[Numpy-discussion] Objected-oriented SIMD API for Numpy

David Cournapeau david at ar.media.kyoto-u.ac.jp
Wed Oct 21 04:05:24 EDT 2009


Mathieu Blondel wrote:
> I saw the video of Peter Norvig at the last Scipy conference who was
> suggesting to merge Numpy into Cython. The SIMD API would be an
> argument in favor of this too because of the possible interactions
> between such a SIMD API and an array API.
>   

Hm, I don't remember this - I guess I would have to look at the video.
Do you know at which point of the presentation he discussed about SIMD ?

> My original idea was to write the code in C with Intel/Alvitec/Neon
> intrinsics and have this code binded to be able to call it from
> Python. So the SIMD code would be compiled already, ready to be called
> from Python. Like you said, there's a risk that the overhead of
> calling Python is bigger than the benefit of using SIMD instructions.
> If it's worth trying out, an experiment can be made with Vector4f to
> see if it's even worth continuing with other types.
>   

I am quite confident that the overhead will be way too significant for
this approach to be useful. If you have two python objects, using + on
it will induce at least one function call, and most likely several
function calls at the python level. Python function calls are painfully
slow (several thousand cycles per call in the most optimistic case).

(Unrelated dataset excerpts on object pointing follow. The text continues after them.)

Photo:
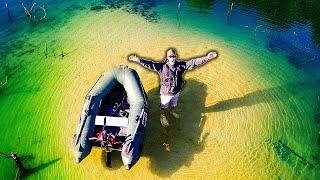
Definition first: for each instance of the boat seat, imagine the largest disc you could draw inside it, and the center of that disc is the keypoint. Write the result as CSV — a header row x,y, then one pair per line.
x,y
111,121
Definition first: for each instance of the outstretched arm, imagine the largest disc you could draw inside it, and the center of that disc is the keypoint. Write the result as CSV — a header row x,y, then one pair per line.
x,y
201,60
149,64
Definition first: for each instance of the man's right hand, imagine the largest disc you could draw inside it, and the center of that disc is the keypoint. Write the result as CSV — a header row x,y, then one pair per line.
x,y
134,58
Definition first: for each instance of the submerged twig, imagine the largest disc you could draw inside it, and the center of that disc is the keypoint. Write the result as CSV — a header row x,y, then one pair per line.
x,y
62,54
5,82
29,13
44,11
229,13
46,50
255,30
8,10
178,14
26,11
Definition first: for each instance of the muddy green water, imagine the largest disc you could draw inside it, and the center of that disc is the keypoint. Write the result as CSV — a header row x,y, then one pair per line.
x,y
252,113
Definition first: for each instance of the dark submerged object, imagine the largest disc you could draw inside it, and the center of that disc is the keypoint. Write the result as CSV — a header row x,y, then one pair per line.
x,y
114,117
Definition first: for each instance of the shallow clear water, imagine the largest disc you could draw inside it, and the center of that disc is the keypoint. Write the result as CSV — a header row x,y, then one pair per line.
x,y
252,113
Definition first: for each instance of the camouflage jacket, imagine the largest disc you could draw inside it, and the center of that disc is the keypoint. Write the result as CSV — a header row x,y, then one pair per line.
x,y
171,77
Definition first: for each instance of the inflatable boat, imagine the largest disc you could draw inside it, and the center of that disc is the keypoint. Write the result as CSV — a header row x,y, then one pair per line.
x,y
114,117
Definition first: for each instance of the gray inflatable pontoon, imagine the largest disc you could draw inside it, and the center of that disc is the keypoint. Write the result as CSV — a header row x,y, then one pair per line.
x,y
114,117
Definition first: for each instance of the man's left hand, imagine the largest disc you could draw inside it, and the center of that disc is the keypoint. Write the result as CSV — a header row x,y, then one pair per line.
x,y
212,55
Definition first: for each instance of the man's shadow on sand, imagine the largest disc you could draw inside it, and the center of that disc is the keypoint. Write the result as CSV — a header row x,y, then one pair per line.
x,y
186,136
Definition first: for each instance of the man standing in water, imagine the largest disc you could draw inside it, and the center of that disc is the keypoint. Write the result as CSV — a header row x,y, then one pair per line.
x,y
171,78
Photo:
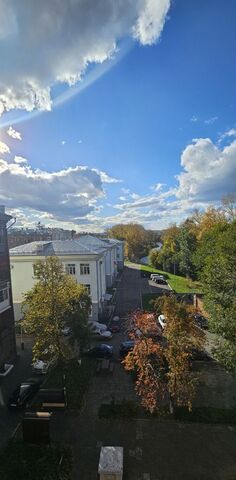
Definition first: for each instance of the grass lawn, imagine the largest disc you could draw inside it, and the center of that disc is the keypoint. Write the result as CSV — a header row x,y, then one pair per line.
x,y
178,284
77,380
21,461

Python overhead is several order of magnitude bigger than what you can
earn between SIMD and straightforward C. The only way I can see to make
this work is to generate SIMD code from python (which would be a poor
man's replacement for a JIT in a way), there was a presentation
following this direction at scipy 09 conference.


> I recently used SIMD instructions for a project and I realized that
> they cannot be activated in a standard Debian package, because the
> package has to remain general-purpose. So people who want to benefit
> the speed up have to compile my project from source... 
>   

Yes - that's unacceptable IMHO. The real solution is to include all the
code at build time, detect at *runtime* which ISA is supported, and
select the functions accordingly. The problem is that loading shared
code at runtime in a cross platform way is complicated - python already
does it, but unfortunately does not provide a C API for it AFAIK, so we
would have to re-implement it in python.